Think of the MLOps tool ecosystem like a building. Each floor serves a different purpose, and changes happen at very different speeds depending on which floor you're on. Hover over each layer to learn more.
↑ Changes happen fastest here | ↓ Changes are rare but high-impact
A key insight for tool builders: most day-to-day changes happen at the Run Layer (tweaking hyperparameters, running experiments). Engineers modify Dockerfiles only occasionally. Don't build tools for the wrong layer!
Engineers preferred tools that provided "10x" improvements in one of the Three Vs: experiment trackers boosted velocity, feature stores improved versioning, and staging platforms improved validation.
The researchers coded every interview transcript, identifying recurring themes. Here are the top topics by how many different interviews mentioned them — not just raw frequency, but breadth across participants.
Total coded segments: 1,766. Unique codes: 600. The coding was done using MaxQDA software with both top-down (theory-driven) and bottom-up (data-driven) approaches. Two researchers coded independently, then met to discuss and reconcile.

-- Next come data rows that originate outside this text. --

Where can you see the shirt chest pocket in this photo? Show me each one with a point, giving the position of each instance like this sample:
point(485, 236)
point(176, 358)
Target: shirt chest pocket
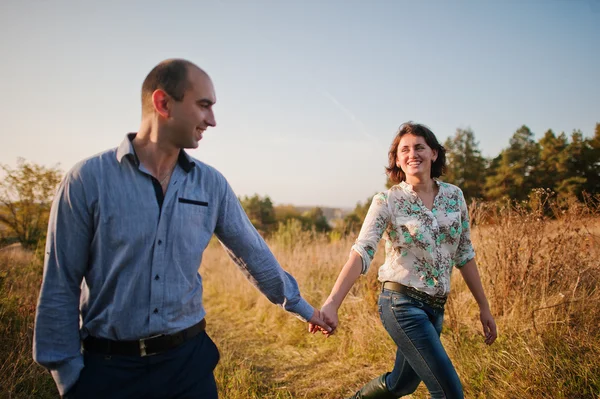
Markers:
point(195, 221)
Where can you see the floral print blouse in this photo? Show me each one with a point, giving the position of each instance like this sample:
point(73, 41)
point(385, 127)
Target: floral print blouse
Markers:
point(421, 245)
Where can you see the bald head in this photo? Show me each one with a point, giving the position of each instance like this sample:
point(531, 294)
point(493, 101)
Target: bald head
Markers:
point(171, 76)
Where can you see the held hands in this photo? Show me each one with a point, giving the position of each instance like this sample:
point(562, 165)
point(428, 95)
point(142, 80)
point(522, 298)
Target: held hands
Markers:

Interview transcripts ranged from ~400 to ~650 sentences each, with 40–160 coded segments per transcript. Codes were organized into hierarchies and analyzed for co-occurrence (codes appearing within 20 sentences of each other).
If you walked away from this page and had to explain this research over coffee, here's what to say:
Speed of iteration, catching errors early, and keeping track of every version. These three forces are often in tension — optimizing one can undermine another.
The 90% "failure rate" isn't a crisis — it's the natural cost of experimentation. What matters is failing fast and cheap, not failing less.
Static test sets aren't enough. Validation datasets should evolve, evaluation should be standardized, and ML metrics must tie to business value.
Frequent retraining, fallback models, rule-based guardrails, and on-call rotations keep AI systems reliable. Nobody is using cutting-edge techniques to handle drift — they just retrain more often.
Alert fatigue, tribal knowledge, the industry-classroom gap, and the cognitive overload of managing parallel experiments — these are people problems dressed as engineering problems.